BMO Capital analyst James M. Thalacker said: "While we generally do not like to see settlements altered, the adjustments were minor/reflects lower risk and incrementally derisks PPL’s calendar." The firm kept its Outperform rating while nudging the price objective up by $1.

PPL is approaching an upcoming earnings report, expected in two days. Analysts covering the company maintain a bullish consensus on valuation targets, with projected price targets across the sell-side spanning from $34 to $44.

Credit facility amendment and financing details

In separate corporate developments, PPL and certain subsidiaries amended their revolving credit facilities to extend the scheduled termination dates for some commitments by one year - from December 6, 2029 to December 6, 2030. The amendment applies to a $1.5 billion credit facility arranged with Wells Fargo Bank and other lenders. Under the agreement, PPL Capital Funding, Inc. serves as borrower and PPL Corp as guarantor. The amendment also includes other changes specified in the revised credit agreement.

Support for PJM auction and grid reliability comments

PPL Corporation has signaled support for a proposal backed by President Trump and a bipartisan group of governors calling for a special auction run by PJM Interconnection to procure new generation capacity aimed at data centers. PPL President and CEO Vincent Sorgi said the company stands ready to help address generation shortfalls to bolster grid reliability. Company statements framed these moves as part of broader efforts to strengthen financial flexibility and support infrastructure needs.

Market context

Investors and analysts will be watching PPL's near-term earnings disclosure alongside the regulatory developments in Kentucky and the recent credit amendment.
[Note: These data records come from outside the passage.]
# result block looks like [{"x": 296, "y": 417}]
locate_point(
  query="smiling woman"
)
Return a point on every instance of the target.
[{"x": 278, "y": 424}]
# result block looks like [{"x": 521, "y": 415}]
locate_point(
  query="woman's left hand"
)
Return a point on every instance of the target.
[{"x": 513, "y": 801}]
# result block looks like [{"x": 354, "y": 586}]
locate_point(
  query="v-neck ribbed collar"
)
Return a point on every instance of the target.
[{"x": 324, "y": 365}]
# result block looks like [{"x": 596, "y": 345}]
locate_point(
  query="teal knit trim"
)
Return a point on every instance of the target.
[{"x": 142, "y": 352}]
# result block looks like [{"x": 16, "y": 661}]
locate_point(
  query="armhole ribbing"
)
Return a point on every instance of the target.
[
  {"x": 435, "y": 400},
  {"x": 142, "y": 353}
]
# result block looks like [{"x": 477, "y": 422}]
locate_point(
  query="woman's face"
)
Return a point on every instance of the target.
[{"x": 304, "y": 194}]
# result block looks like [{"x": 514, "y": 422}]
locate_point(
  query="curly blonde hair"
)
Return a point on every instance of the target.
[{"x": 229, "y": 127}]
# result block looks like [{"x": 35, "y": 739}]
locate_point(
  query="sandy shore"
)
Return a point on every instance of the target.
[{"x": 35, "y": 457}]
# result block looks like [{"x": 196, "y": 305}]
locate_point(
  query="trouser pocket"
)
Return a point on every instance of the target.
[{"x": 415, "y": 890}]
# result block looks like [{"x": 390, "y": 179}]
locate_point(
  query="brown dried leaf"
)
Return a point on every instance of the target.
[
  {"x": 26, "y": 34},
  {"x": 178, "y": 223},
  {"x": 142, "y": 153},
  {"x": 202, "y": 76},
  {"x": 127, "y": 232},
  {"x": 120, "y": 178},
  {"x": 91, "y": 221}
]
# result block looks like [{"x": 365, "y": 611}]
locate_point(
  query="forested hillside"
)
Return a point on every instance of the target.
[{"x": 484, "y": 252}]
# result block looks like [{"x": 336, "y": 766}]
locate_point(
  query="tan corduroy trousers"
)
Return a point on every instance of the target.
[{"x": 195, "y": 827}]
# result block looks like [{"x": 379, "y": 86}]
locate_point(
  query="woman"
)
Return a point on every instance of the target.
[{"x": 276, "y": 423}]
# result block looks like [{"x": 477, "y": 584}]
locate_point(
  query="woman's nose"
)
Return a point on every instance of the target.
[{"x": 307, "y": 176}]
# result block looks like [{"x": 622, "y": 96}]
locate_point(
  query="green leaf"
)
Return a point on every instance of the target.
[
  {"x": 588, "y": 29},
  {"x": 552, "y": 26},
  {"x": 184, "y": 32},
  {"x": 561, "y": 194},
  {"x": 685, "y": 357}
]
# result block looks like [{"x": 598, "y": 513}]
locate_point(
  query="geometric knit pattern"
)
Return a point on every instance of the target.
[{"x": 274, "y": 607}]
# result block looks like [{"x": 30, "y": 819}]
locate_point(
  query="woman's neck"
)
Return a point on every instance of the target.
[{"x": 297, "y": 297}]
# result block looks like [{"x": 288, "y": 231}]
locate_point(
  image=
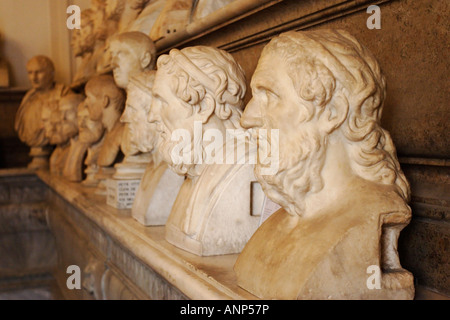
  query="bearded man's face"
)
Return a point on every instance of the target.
[
  {"x": 277, "y": 105},
  {"x": 172, "y": 116}
]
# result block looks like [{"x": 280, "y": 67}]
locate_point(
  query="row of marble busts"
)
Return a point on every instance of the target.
[{"x": 342, "y": 193}]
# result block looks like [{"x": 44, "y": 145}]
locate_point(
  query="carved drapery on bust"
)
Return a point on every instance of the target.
[
  {"x": 203, "y": 86},
  {"x": 343, "y": 194}
]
The combination of a modest upward revision to the price target, the commission's trimming of the ROE and riders, and the financing extension provides a snapshot of how regulatory, operational and financial actions are intersecting for the utility as it navigates both rate-setting processes and capital management.
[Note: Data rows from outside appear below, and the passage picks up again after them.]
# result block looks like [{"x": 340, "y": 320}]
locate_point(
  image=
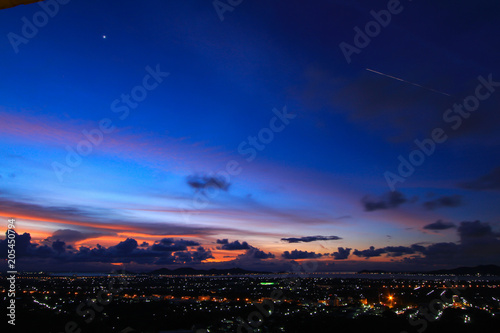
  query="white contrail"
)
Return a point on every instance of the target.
[{"x": 415, "y": 84}]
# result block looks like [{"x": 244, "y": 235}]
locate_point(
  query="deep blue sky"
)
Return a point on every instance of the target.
[{"x": 323, "y": 175}]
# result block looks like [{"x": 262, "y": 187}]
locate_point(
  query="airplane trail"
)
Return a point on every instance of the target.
[{"x": 415, "y": 84}]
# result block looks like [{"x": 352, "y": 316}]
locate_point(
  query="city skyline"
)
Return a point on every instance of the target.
[{"x": 183, "y": 135}]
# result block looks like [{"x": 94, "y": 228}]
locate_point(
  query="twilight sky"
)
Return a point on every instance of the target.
[{"x": 196, "y": 133}]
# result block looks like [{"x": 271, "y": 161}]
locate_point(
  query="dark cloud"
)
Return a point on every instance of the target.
[
  {"x": 439, "y": 225},
  {"x": 308, "y": 239},
  {"x": 392, "y": 251},
  {"x": 475, "y": 230},
  {"x": 389, "y": 200},
  {"x": 297, "y": 254},
  {"x": 342, "y": 253},
  {"x": 171, "y": 245},
  {"x": 71, "y": 236},
  {"x": 256, "y": 254},
  {"x": 93, "y": 219},
  {"x": 59, "y": 246},
  {"x": 371, "y": 252},
  {"x": 166, "y": 251},
  {"x": 398, "y": 251},
  {"x": 490, "y": 181},
  {"x": 444, "y": 201},
  {"x": 236, "y": 245},
  {"x": 204, "y": 182}
]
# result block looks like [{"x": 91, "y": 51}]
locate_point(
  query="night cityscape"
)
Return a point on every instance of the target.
[
  {"x": 258, "y": 302},
  {"x": 249, "y": 166}
]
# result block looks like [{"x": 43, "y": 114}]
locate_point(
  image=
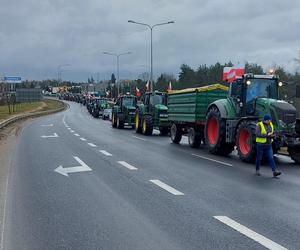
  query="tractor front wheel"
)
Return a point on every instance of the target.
[
  {"x": 194, "y": 138},
  {"x": 176, "y": 133},
  {"x": 147, "y": 128},
  {"x": 215, "y": 133},
  {"x": 245, "y": 141}
]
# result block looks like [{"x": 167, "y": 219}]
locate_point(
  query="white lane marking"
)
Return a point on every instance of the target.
[
  {"x": 105, "y": 152},
  {"x": 47, "y": 125},
  {"x": 250, "y": 233},
  {"x": 209, "y": 159},
  {"x": 50, "y": 136},
  {"x": 136, "y": 137},
  {"x": 127, "y": 165},
  {"x": 166, "y": 187},
  {"x": 65, "y": 171}
]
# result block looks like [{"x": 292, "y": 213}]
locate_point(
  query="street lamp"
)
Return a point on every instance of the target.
[
  {"x": 118, "y": 72},
  {"x": 151, "y": 30},
  {"x": 59, "y": 70}
]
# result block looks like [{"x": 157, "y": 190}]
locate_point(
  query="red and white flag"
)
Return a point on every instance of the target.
[
  {"x": 170, "y": 86},
  {"x": 138, "y": 92},
  {"x": 148, "y": 86},
  {"x": 231, "y": 73}
]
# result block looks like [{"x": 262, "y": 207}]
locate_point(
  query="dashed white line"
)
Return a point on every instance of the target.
[
  {"x": 166, "y": 187},
  {"x": 127, "y": 165},
  {"x": 105, "y": 152},
  {"x": 139, "y": 138},
  {"x": 250, "y": 233},
  {"x": 209, "y": 159}
]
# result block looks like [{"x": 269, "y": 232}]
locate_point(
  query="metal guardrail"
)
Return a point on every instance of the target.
[{"x": 33, "y": 115}]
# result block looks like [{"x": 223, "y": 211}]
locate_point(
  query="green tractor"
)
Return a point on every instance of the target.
[
  {"x": 232, "y": 122},
  {"x": 152, "y": 114},
  {"x": 123, "y": 112}
]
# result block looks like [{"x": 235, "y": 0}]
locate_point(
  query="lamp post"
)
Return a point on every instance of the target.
[
  {"x": 59, "y": 67},
  {"x": 151, "y": 27},
  {"x": 118, "y": 72}
]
Note: This article reports the items described above without additional commentary or projection beyond the documented actions and statements.

Risks

  • Regulatory risk - The Kentucky Public Service Commissions modifications to the stipulation, including a reduced return on equity and changed rider rates, reduce the total revenue increase, which could affect utility earnings and investor expectations.
  • Financing terms and covenant risk - Changes to revolving credit facilities, while extending commitments, include unspecified other amendments that could have implications for PPL's financing flexibility.
  • Market and execution risk - Near-term earnings and how the company navigates regulatory decisions and infrastructure initiatives (including a potential PJM auction) create uncertainties for investors and could influence short-term share performance.